Plínio Barreto, Salomé, Felício Brandi, Pablito, Roberto Batata, Niginho Fantoni e Zé Carlos. Além da obviedade por terem sido cruzeirenses apaixonados, todos carregam uma segunda marca em comum: a de só terem recebido justas homenagens por suas dedicações (no caso, ao Cruzeiro Esporte Clube) depois do ostracismo, da aposentadoria ou mesmo da morte, fosse ela trágica ou inesperada.
Mudar essa cultura de adiar reconhecimentos, de desdém aos mais velhos ou de desprezo pela história dos anônimos é praticamente impossível devido à natureza humana do imediatismo e do individualismo. Porém, alguns gatilhos históricos nos possibilitam contrariar essa vergonhosa sina da sociedade brasileira. A passagem do Centenário do único gigante de Minas Gerais é uma dessas janelas de oportunidade, das quais, nós, cruzeirenses, não devemos abrir mão.
Na semana passada, assistimos a uma emocionante movimentação da torcida cruzeirense pela dolorosa perda de um grande patrimônio da arquibancada. Pablito virou pintura de muro no Barro Preto e se tornará bandeira no estádio. Exatamente ele, que, em vida, fazia questão de dizer um “muito obrigado” a qualquer pessoa, fosse anônima ou famosa, que dissesse amar o clube azul estrelado. Uma gratidão pura e gratuita que a maioria dos jogadores (medalhões ou pratas da casa) e diretorias (velha guarda ou startapianas) quase nunca demonstram fora dos holofotes ou das redes sociais.
A homenagem prestada a Pablito também fez relembrar o quanto choramos pela morte da maior torcedora de futebol do mundo, Maria Salomé da Silva, assassinada por desgosto, em 2019. Se em vida foi tantas vezes desprezada, hoje ela é idolatrada.
A história de Pablito e Salomé também nos faz pensar no quanto o Cruzeiro, e mesmo nós, torcedores, poderíamos ter rendido mais tributos “em vida” a ícones como Felício Brandi, Zé Carlos, Geraldo II, Piorra, Ninão e Niginho Fantoni. Assim como faltou dar as devidas páginas heroicas e imortais para os geniais Tolentino Miraglia, Jadir Ambrósio e Aldair Pinto, nossos mestres musicais de hinos e charangas.

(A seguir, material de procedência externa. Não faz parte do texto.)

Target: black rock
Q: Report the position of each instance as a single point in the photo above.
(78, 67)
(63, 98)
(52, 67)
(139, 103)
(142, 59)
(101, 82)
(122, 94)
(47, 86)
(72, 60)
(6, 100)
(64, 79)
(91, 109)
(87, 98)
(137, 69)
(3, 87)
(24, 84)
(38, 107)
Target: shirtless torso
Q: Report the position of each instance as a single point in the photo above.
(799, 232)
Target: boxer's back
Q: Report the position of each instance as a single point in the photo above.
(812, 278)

Mas como disse no preâmbulo desses rabiscos, ainda é tempo de se aproveitar o marco do Centenário para não repetirmos os erros do passado. Agradecer aos familiares de precursores italianos e dos guerreiros dos tempos difíceis dos anos de 1950. Assim, celebrar os jogadores e torcedores que seguraram as pontas na década de 1980. Ou mesmo valorizar profissionalmente funcionários, que por amor são guardiões de nossa história, como a doce Joanita Souza da Silva.
Em especial, um desses personagens do dia a dia do Cruzeiro deveria estar sendo exaltado incessantemente. Trata-se do narrador de futebol do planeta: Alberto “Vibrante” Rodrigues.
Sou da leva de alguns milhões de torcedores que cresceram sem poder ver o escrete periodicamente no estádio ou na TV. No interior do meu passado, a imagem do jogo, o gol simples ou a emoção do golaço chegavam ao ouvido pela voz do “Mais Vibrante do Brasil”. Em quase 60 anos de narração, ele construiu em nosso imaginário mais de 4 mil gols do Cruzeiro. Graças a esse monstro sagrado do rádio brasileiro, para mim e para milhares de cruzeirenses o futebol nasceu tendo som, poesia e alma.
Recentemente, numa resenha de pré-produção para um filme documentário, José Silvério, um dos maiores radialistas do país, adorado por diversas torcidas do Rio de Janeiro e de São Paulo e referência para centenas de profissionais da crônica esportiva, soltou: “Sabia que comecei no rádio em Belo Horizonte”?
Diante da resposta negativa e curiosa, emendou: “E devo a minha carreira a uma pessoa que, lá no meu início, me estendeu a mão. É o Alberto Rodrigues, a voz do Cruzeiro. Vocês devem ser gratos a ele, não é”?
Passou da hora de a instituição Cruzeiro, dos veículos de imprensa, da crônica esportiva mineira e de nós, cruzeirenses, rendermos um tributo de forma notável – e numa alegria incontida – à voz dessa história centenária.